Within the Gate, light is a living creature, a voracious appetite in a toothless maw. Behind the Doors, black occupants writhe throughout a pyrite effulgence, a fool's golden paradise of Truth, beauty, and damnation. Among the sinuous shadows, there sits a girl who does not add to the agitated whispers; she merely rests, dreams with open eyes, and wonders if this is the only womb she has ever known.
The word elicits images of soft lips, wavy auburn hair, tattered dresses stained with spilled porridge. She can almost imagine the scent of cooking...
A shiver corkscrews its way up her spine, and gangly limbs wrap around her bony chest. Around her the flotsam chortles, unperturbed by her discomfort. Here, all is one, one is all, but everything is also nothing. Like life, Truth is finite, fleeting. Light tapers into darkness; a hive of monstrosities flounder in a hell too bright to close one's eyes against.

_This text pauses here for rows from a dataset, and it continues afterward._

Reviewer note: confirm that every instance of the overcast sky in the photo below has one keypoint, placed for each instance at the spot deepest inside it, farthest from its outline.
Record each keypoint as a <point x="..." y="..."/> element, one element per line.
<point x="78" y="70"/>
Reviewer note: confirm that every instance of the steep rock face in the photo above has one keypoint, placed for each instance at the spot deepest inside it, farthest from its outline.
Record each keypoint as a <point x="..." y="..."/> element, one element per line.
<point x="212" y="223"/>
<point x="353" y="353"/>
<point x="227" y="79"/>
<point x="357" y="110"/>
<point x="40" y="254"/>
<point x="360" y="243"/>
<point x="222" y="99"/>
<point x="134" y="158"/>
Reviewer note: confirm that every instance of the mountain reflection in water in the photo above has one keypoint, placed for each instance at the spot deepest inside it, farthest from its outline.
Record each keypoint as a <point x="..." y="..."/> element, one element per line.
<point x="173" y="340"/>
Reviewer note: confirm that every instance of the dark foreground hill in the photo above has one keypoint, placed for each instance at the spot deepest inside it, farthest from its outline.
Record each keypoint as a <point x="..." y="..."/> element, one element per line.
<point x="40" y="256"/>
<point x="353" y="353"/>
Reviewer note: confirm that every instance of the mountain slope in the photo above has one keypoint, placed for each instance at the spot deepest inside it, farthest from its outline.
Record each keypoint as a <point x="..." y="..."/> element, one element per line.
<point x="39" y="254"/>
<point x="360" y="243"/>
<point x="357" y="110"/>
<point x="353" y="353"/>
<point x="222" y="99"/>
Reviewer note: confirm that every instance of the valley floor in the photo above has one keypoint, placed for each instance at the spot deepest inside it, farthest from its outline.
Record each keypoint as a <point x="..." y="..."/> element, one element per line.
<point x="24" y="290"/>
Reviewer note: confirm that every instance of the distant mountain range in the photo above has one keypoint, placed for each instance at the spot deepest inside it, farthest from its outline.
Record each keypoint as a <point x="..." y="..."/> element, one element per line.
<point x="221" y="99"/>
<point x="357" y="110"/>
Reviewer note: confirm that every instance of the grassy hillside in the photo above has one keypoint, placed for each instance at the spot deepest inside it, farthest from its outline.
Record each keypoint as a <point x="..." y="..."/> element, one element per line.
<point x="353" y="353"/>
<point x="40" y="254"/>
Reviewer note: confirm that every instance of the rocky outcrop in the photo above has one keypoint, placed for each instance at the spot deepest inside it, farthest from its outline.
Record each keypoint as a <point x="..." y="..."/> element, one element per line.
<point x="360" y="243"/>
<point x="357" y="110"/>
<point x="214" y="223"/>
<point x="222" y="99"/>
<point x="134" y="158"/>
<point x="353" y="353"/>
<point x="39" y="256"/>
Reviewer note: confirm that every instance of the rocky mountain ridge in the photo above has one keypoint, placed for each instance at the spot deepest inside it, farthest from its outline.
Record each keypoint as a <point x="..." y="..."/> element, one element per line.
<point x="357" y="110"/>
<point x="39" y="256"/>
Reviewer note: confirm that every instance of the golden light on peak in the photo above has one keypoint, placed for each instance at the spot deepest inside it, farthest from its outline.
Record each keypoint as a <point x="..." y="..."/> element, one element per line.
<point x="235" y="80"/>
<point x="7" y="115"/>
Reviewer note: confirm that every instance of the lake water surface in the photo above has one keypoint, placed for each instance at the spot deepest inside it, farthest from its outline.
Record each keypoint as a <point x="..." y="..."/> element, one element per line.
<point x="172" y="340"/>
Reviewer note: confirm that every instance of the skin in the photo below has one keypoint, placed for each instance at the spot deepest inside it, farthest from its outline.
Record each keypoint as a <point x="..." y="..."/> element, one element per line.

The voice lingers in her mind like a wisp of smoke from a deceased fire. The tone is gentle, almost timid: sandstone and rust. A face accompanies the words: small eyes, a dust of whiskers, eyebrows perpetually arched into a surprised look, and receding, unremarkable brown hair. Mostly, though, she remembers the glasses and the way his mouth always turned downward in a kind of distressed look that she had never shared. The man's face overtakes the woman's; his lines become more clear, more real, but in her memories, laughter and a dog's loud bark sometimes push both faces aside.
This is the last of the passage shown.